Denying the existence of trans men and nonbinary people is a politically-motivated tactic with serious potential medical repercussions
As Republican politicians joined in the right-wing revelry of denying the existence of pregnant trans men and nonbinary people, they invoked an unfounded line of attack on a group of people who, along with many cis women, now face a serious threat to their reproductive care. Hawley’s rhetoric echoes questioning Justice Ketanji Brown Jackson faced during her confirmation hearing concerning how to define a woman. As was true then, it is an attempt to wield a question for which traditional orthodoxy had a simple answer, in an effort to undermine the legitimacy of trans identity. Hawley’s attempt to claim ignorance of how this rhetoric is used could reasonably be called into question considering Hawley’s wife (who works for ADF) wrote an op-ed just last year stoking fear over precisely the sort of gender-inclusive language he singled out on Wednesday.

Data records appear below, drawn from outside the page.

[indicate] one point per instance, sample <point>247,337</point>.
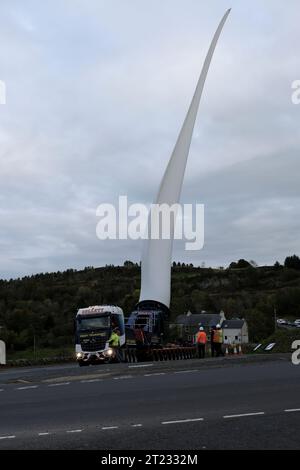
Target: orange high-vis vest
<point>201,337</point>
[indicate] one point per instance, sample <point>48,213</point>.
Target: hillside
<point>43,306</point>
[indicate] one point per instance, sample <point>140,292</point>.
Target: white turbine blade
<point>157,254</point>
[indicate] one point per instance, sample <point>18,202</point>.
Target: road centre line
<point>243,415</point>
<point>186,371</point>
<point>27,387</point>
<point>154,373</point>
<point>90,381</point>
<point>59,384</point>
<point>182,421</point>
<point>140,365</point>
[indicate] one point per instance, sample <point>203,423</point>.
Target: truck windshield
<point>93,323</point>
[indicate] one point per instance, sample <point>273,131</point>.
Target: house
<point>235,331</point>
<point>188,325</point>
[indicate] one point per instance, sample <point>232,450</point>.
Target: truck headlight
<point>109,352</point>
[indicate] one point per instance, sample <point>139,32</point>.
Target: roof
<point>235,324</point>
<point>205,319</point>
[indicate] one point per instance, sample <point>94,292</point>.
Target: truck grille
<point>94,344</point>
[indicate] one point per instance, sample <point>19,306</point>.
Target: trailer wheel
<point>82,363</point>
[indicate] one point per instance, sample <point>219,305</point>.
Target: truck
<point>93,327</point>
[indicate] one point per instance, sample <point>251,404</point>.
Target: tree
<point>292,262</point>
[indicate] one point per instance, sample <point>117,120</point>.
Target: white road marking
<point>141,365</point>
<point>183,421</point>
<point>244,415</point>
<point>123,377</point>
<point>91,380</point>
<point>154,373</point>
<point>27,387</point>
<point>186,371</point>
<point>59,384</point>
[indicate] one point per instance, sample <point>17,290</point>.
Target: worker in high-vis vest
<point>114,343</point>
<point>201,342</point>
<point>218,340</point>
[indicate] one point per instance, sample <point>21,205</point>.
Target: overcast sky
<point>97,91</point>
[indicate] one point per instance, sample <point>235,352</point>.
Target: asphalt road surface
<point>183,406</point>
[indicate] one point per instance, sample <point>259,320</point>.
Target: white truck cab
<point>94,326</point>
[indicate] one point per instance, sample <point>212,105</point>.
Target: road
<point>232,406</point>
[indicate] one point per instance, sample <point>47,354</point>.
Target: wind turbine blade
<point>157,253</point>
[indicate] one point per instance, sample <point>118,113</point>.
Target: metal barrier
<point>160,354</point>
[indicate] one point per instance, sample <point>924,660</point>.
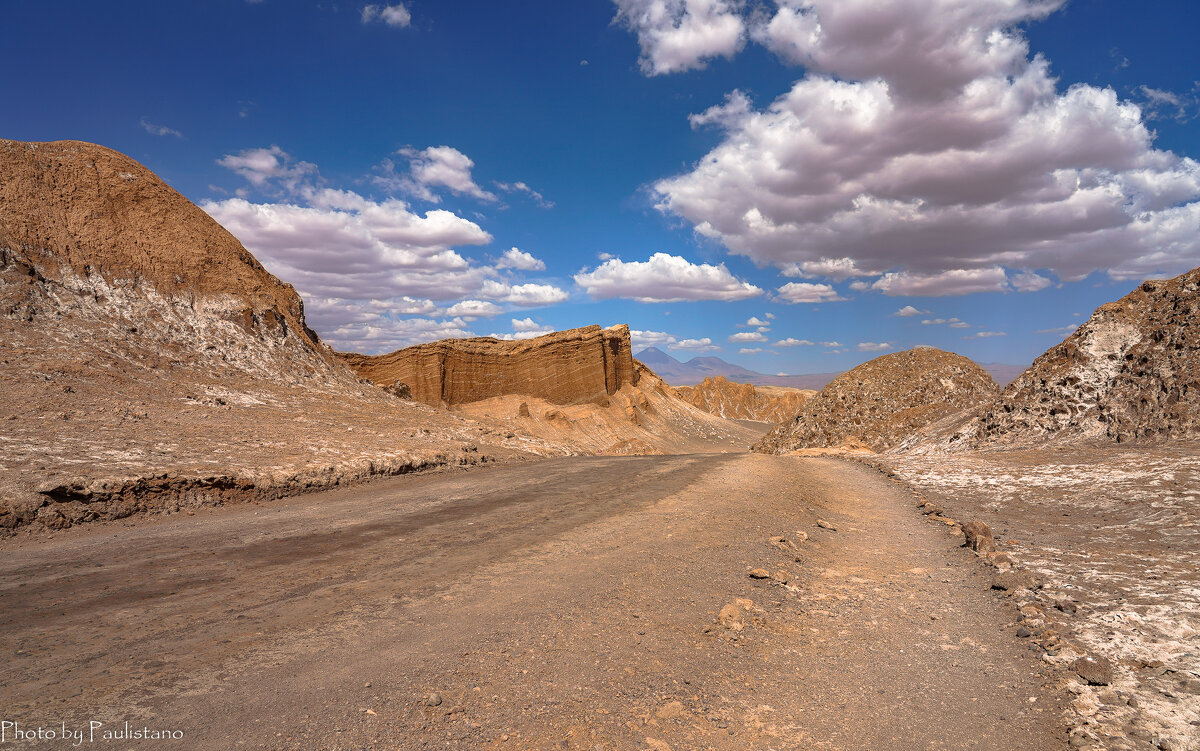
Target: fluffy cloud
<point>705,344</point>
<point>514,258</point>
<point>925,142</point>
<point>159,130</point>
<point>807,292</point>
<point>681,35</point>
<point>792,342</point>
<point>664,278</point>
<point>521,187</point>
<point>437,167</point>
<point>264,167</point>
<point>743,337</point>
<point>951,282</point>
<point>391,14</point>
<point>529,295</point>
<point>364,265</point>
<point>474,308</point>
<point>525,329</point>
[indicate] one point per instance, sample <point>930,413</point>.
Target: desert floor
<point>591,604</point>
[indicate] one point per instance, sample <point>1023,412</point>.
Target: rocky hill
<point>735,401</point>
<point>1131,373</point>
<point>885,401</point>
<point>150,364</point>
<point>564,367</point>
<point>83,226</point>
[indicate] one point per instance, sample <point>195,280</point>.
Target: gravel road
<point>594,604</point>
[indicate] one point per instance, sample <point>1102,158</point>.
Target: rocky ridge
<point>150,364</point>
<point>1129,373</point>
<point>736,401</point>
<point>882,402</point>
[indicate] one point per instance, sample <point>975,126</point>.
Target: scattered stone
<point>731,618</point>
<point>671,710</point>
<point>978,538</point>
<point>783,544</point>
<point>1001,560</point>
<point>1097,671</point>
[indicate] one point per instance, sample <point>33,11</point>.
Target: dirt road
<point>570,604</point>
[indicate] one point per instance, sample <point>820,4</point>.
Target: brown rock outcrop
<point>79,216</point>
<point>882,402</point>
<point>565,367</point>
<point>1131,373</point>
<point>735,401</point>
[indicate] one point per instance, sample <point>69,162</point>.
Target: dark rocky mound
<point>1131,373</point>
<point>882,402</point>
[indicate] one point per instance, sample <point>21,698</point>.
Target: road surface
<point>568,604</point>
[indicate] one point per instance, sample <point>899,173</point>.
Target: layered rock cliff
<point>1131,373</point>
<point>885,401</point>
<point>735,401</point>
<point>564,367</point>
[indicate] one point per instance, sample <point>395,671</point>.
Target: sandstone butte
<point>736,401</point>
<point>1129,373</point>
<point>150,364</point>
<point>565,367</point>
<point>882,402</point>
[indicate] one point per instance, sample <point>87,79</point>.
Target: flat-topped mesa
<point>565,367</point>
<point>91,222</point>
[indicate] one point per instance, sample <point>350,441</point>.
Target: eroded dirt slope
<point>1131,373</point>
<point>885,401</point>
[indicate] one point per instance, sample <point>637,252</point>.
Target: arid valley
<point>781,376</point>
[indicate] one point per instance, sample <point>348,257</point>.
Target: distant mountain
<point>696,370</point>
<point>699,368</point>
<point>1001,373</point>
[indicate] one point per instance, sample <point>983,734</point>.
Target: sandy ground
<point>1114,533</point>
<point>593,604</point>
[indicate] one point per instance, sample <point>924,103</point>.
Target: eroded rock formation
<point>79,221</point>
<point>882,402</point>
<point>735,401</point>
<point>565,367</point>
<point>1131,373</point>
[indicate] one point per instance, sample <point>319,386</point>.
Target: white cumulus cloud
<point>743,337</point>
<point>515,258</point>
<point>681,35</point>
<point>808,292</point>
<point>925,143</point>
<point>664,278</point>
<point>391,14</point>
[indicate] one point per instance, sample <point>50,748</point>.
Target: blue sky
<point>682,166</point>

This affront to trans Americans is driven in large part by the pursuit of political capital, namely the belief among conservatives that the mere existence of trans people can be the latest moral panic that drives evangelical voters to the polls. Hawley, in whose home state of Missouri more than a third of adult voters are evangelicals, is surely aware of this coordinated strategy. After all, along with fundraising off of another alarmist anti-LGBTQ attack that targeted Disney, Hawley relies on anti-LGBTQ extremist groups like ADF for financial support.
This political strategy has a human cost, coming at the expense of those trans men and nonbinary people who can become pregnant, for whom access to reproductive care, including abortion, is disproportionately difficult to access. In fact, the cisnormativity that Hawley and right-wing media’s rhetoric seeks to uphold is the same outdated doctine that can put the lives of trans men and nonbinary people at risk.